NGNL Vol.7 Chapter 2 Part 3

 Disclaimer: Novel ini bukan punya saya. Saya cuma nerjemahin aja.



Dengan semua keberuntungan yang dia miliki, seorang laki-laki sedang berlari kencang—lebih kencang dari rengekan Steph—melewati kotak 152 dengan keempat kakinya. Tubuhnya diselimuti aura merah, dia adalah Hatsuse Ino. Dengan 4 dadu di dadanya, usianya saat ini adalah 39,2 tahun. Kabut merah menguar dari tubuhnya, bukti jika dia memakai Teknik Bloodbreak.

“Ya, baiklah. Itu salahku, kurasa? Maafkan aku, aku tidak punya alasan untuk menyangkalnya.”

Warna karat yang menyelimuti seluruh tubuhnya adalah bukti dari nafsu membunuhnya, insting dari makhluk buas yang sedang marah.

Ino merasa marah. Dia tidak pernah merasa semarah ini. 2 langkah sebelum ini, dia berhenti di sebuah kotak, disana dia mendengar suara keras yang berkata:

Potong sesuatu yang ada di antara kakimu dan matilah demi dunia ini. Itu adalah tugas yang dia tulis sendiri—mati. Tentunya, Ino menutup matanya saat mendengar perintah itu—orang yang bersiap membunuh orang lain juga harus siap untuk dibunuh. Dia sudah siap untuk ini, dia tahu jika ini bisa terjadi padanya, tapi saat memikirkan sesuatu-miliknya-yang-mungkin-saja-akan-segera-hilang-setelah-ini, miliknya yang berharga, dia menitikkan air mata. Dia sudah menerimanya, dia menunggu datangnya kematian selama beberapa menit—beberapa jam—dan akhirnya dia sadar jika Tugas yang dia buat tidak bisa memaksanya.
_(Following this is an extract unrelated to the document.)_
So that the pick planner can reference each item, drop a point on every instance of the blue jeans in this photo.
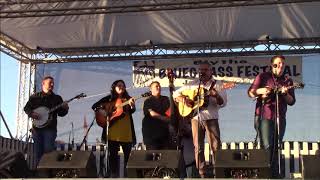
(44, 141)
(268, 140)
Di waktu yang sama—setelah dia berdoa agar Izuna tidak mendapatkan Tugas ini—Ino merasa sangat lega. Dia berdoa, bersujud setiap jam dan memohon pada Miko-sama. Dia mengakui kesalahannya, menyiksa dirinya sendiri…. Dan untuk pertama kalinya dalam hidup dia meminta dengan wajah bercucuran air mata pada Dewa tunggal. Kau dewa sialan di atas sana, kumohon, untuk kali ini saja, kabulkan doaku dengan benar. Doanya terkabul—Izuna tersayangnya tidak akan mati karena kelalaiannya. Yang Ino dapatkan bukanlah belas kasihan, tapi sebuah LMAO menyebalkan. Karena itu, Ino sadar jika dewa di dunia ini tidak akan mengabulkan doa seseorang dengan cuma-cuma. Sebaliknya, dunia ini penuh dengan kejahatan…. Dan dia benar—memperbaiki dunia ini harus dimulai dengan menyingkirkan monyet yang selalu membuatnya marah—Sora.

Inilah yang Ino pikirkan: tidak seperti dirinya, Izuna lebih cerdas. Dia pasti akan menyadari sifat asli dari peraturan ini dan bisa memenangkan game ini. Itu akan membuatnya tidak perlu susah-susah melenyapkan Sora. Dia sudah membuat keputusan untuk memberikan semua dadunya untuk izuna jika dia mendapatkan kesempatan. Tapi dia tidak perlu melakukannya lagi. Ino menyadari hal itu sambil berlari sekuat tenaga ke arah tujuannya. Jika dia bisa melakukannya, semua permintaan akan dikabulkan—itu artinya…. Dia harus berlari menuju garis finish demi dunia ini. Lenyapnya Sora dari dunia ini!!!

Akal sehatnya berkata jika dia layak mendapatkannya. Dia sudah berusaha membunuh orang lain, jadi ini adalah bayaran yang pantas. Kenapa orang-orang bertarung satu sama lain? Mereka melakukannya demi kedamaian. Bukannya itu sama saja seperti menaruh gerobak di depan kuda? Tapi dalam situasi seperti ini, dia tidak bisa berkata sok pintar. Kenapa dia bertarung? Karena dia bodoh. Badut yang mencocok hidungnya sendiri dan marah saat orang lain memanggilnya badut.

Dengan kata lain:

“Aku tidak tahan untuk menancapkan taringku ke tubuh baumu, dasar monyet sialan!”

Itu…. ya itu…!!

Ini…. Adalah masalah yang berbeda dengan itu…!!

 

“Ah, aku minta maaf—tentu ini hanya basa-basi, kau mengerti kan, Tuan Hatsuse Ino?”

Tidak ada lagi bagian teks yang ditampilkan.